In extremen Ausnahmesituationen haben Schwerkranke in Deutschland ab sofort Anspruch auf eine tödliche Dosis Betäubungsmittel. Das hat das Bundesverwaltungsgericht in Leipzig vergangene Woche entschieden. Die Richter begründeten ihre Entscheidung mit dem allgemeinen Persönlichkeitsrecht. Dies umfasse »auch das Recht eines schwer und unheilbar kranken Patienten zu entscheiden, wie und zu welchem Zeitpunkt sein Leben beendet werden soll – vorausgesetzt, er kann seinen Willen frei bilden und entsprechend handeln«.

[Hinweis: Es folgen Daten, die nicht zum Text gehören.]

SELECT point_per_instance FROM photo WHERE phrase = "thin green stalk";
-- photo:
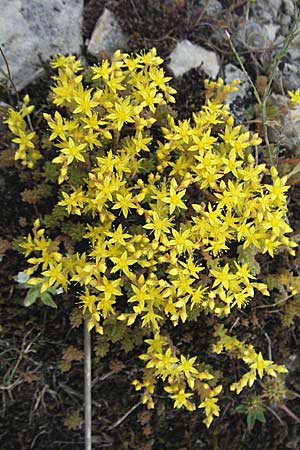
(262, 101)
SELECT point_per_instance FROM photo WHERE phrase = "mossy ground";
(39, 397)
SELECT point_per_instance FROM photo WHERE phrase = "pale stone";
(237, 100)
(35, 30)
(187, 56)
(107, 34)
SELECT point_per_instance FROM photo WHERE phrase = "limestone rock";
(237, 100)
(186, 56)
(31, 30)
(107, 34)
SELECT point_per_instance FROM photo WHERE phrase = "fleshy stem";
(262, 100)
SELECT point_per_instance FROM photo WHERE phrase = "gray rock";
(237, 100)
(267, 9)
(186, 56)
(107, 34)
(31, 30)
(288, 7)
(212, 7)
(256, 35)
(287, 132)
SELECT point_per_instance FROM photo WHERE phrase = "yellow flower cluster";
(160, 234)
(16, 122)
(239, 349)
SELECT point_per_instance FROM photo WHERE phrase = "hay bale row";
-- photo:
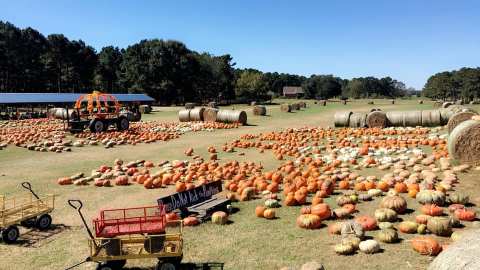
(187, 115)
(427, 118)
(358, 120)
(342, 119)
(210, 115)
(189, 105)
(376, 119)
(231, 116)
(464, 142)
(259, 110)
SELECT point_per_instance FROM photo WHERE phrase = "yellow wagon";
(112, 253)
(26, 210)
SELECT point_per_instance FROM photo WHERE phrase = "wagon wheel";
(97, 126)
(165, 266)
(112, 265)
(43, 222)
(122, 123)
(10, 234)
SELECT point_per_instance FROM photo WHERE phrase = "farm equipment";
(133, 233)
(96, 111)
(25, 210)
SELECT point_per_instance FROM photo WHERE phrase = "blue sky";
(407, 40)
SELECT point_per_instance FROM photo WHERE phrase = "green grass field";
(247, 243)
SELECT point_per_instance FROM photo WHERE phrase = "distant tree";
(251, 85)
(108, 71)
(322, 86)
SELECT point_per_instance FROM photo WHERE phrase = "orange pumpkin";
(426, 245)
(368, 223)
(259, 211)
(431, 210)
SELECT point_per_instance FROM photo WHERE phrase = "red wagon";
(139, 220)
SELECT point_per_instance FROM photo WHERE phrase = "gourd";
(369, 246)
(352, 228)
(440, 226)
(309, 221)
(408, 227)
(269, 213)
(344, 249)
(396, 203)
(219, 218)
(385, 214)
(430, 197)
(387, 236)
(426, 245)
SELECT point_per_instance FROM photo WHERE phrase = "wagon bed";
(140, 220)
(17, 209)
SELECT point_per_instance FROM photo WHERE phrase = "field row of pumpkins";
(328, 163)
(48, 135)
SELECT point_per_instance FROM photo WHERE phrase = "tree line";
(452, 85)
(164, 69)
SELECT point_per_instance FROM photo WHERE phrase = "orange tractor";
(97, 111)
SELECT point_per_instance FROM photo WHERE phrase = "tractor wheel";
(122, 124)
(10, 234)
(166, 266)
(97, 126)
(112, 265)
(43, 222)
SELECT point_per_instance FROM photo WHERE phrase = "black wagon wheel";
(97, 126)
(10, 234)
(123, 123)
(166, 266)
(43, 222)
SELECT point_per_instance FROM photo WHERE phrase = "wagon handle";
(26, 185)
(77, 205)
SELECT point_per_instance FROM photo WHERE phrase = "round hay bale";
(461, 255)
(376, 119)
(285, 108)
(295, 106)
(196, 114)
(446, 104)
(210, 115)
(464, 142)
(395, 119)
(412, 118)
(431, 118)
(259, 110)
(184, 115)
(189, 105)
(231, 116)
(458, 118)
(358, 120)
(341, 119)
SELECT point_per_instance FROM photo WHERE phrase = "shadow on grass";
(189, 266)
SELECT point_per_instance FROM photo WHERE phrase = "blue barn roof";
(55, 98)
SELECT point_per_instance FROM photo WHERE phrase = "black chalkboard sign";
(191, 197)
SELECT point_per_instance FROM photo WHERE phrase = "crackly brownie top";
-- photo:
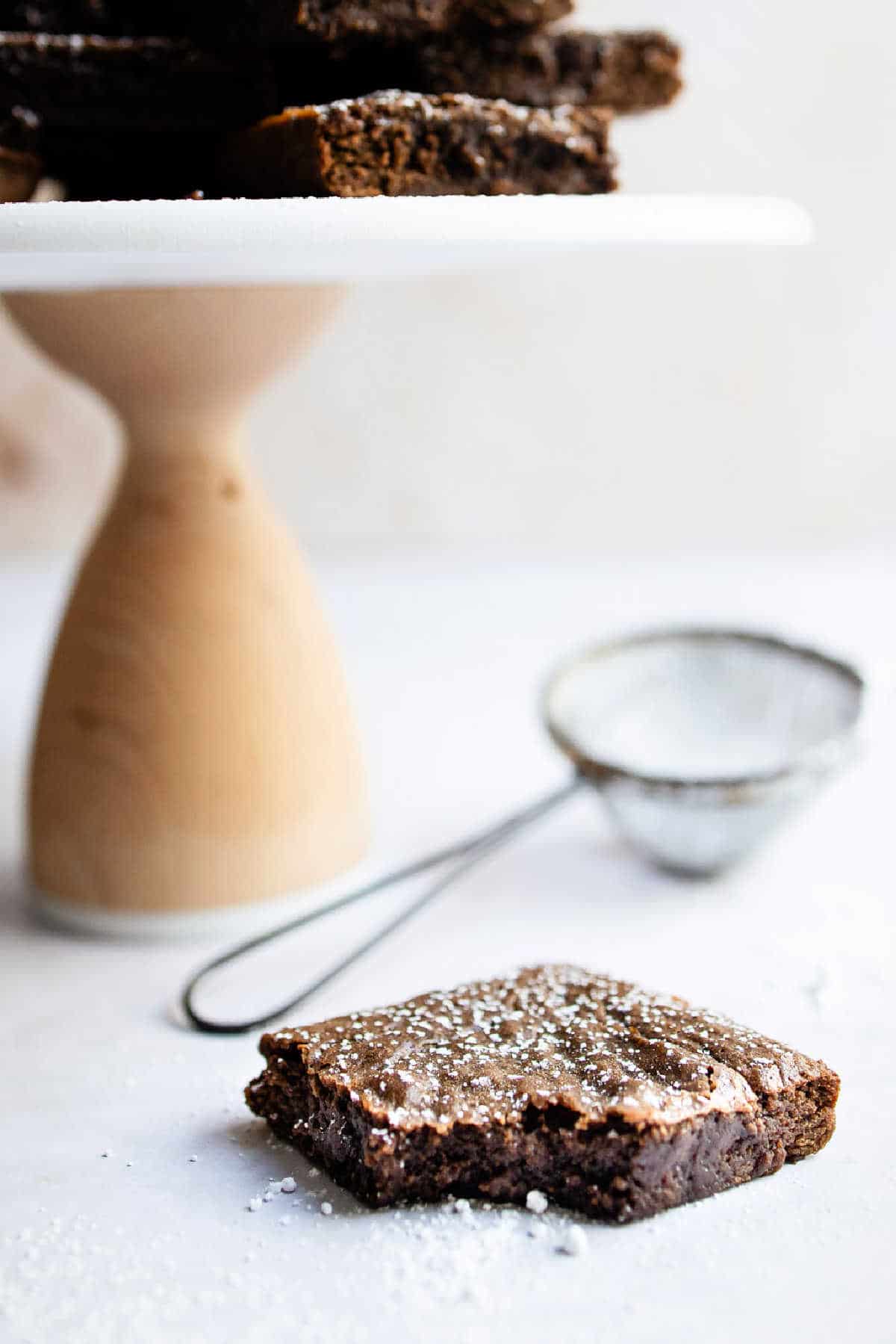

Anders gesagt: Es gibt ein Recht auf den selbstbestimmten Tod. Das hört sich im ersten Moment logisch und richtig an. Bei genauerer Betrachtung der Gerichtsentscheidung und ihrer Begründung tun sich aber mehrere Konflikte auf.

Am offensichtlichsten ist wohl die Definition einer »extremen Ausnahmesituation«. Dies wird nicht näher erläutert, sondern liegt in der Entscheidungsgewalt einer Behörde – dem Bundesinstitut für Arzneimittel und Medizinprodukte –, die die tödlichen Substanzen genehmigt. Dass eine staatliche In­stanz darüber entscheidet, wann ein menschliches Leben nicht mehr lebenswert ist, ist alleine schon ein Skandal.

Durch die Lockerung der Sterbehilfe-Praxis könnten Menschen, die trotz schwerer Krankheit leben wollen und auf Hilfe angewiesen sind, in einen Rechtfertigungszwang kommen. Entscheiden zu müssen, niemandem – schon gar nicht den eigenen Kindern – durch einen länger dauernden Sterbeprozess zur Last zu liegen.

Denn die Sache mit dem freien Willen stellt ein Problem dar. Für Pharmazeuten gibt es da nur ein Entweder-oder.

Doch ist die Selbsttötung tatsächlich in jedem Fall selbstbestimmt? Wohl kaum. Vielmehr ist anzunehmen, dass ein frei gewählter Suizid nicht der Herzenswunsch derjenigen sein dürfte, die ihn begehen. Wahrscheinlicher sind es äußere Umstände, die Menschen zu diesem drastischen Schritt zwingen.

Vor allem die Todesqualen, die beim »selbstbestimmten Tod« vermieden werden sollen, sind ein Mythos. Die Palliativ­medizin ist inzwischen so fortgeschritten, dass kein Mensch unter schlimmster Pein dahinsiechen muss. Zum Beispiel kann das Betäubungsmittel Morphium in beliebiger Höhe verabreicht werden.

Doch die Palliativversorgung hat einen schweren Stand: Schmerztherapie kostet das Gemeinwesen eine Menge Geld. Und volkswirtschaftlich gesehen kommt dabei nichts raus.

Günstiger und effizienter ist da natürlich der assistierte Suizid.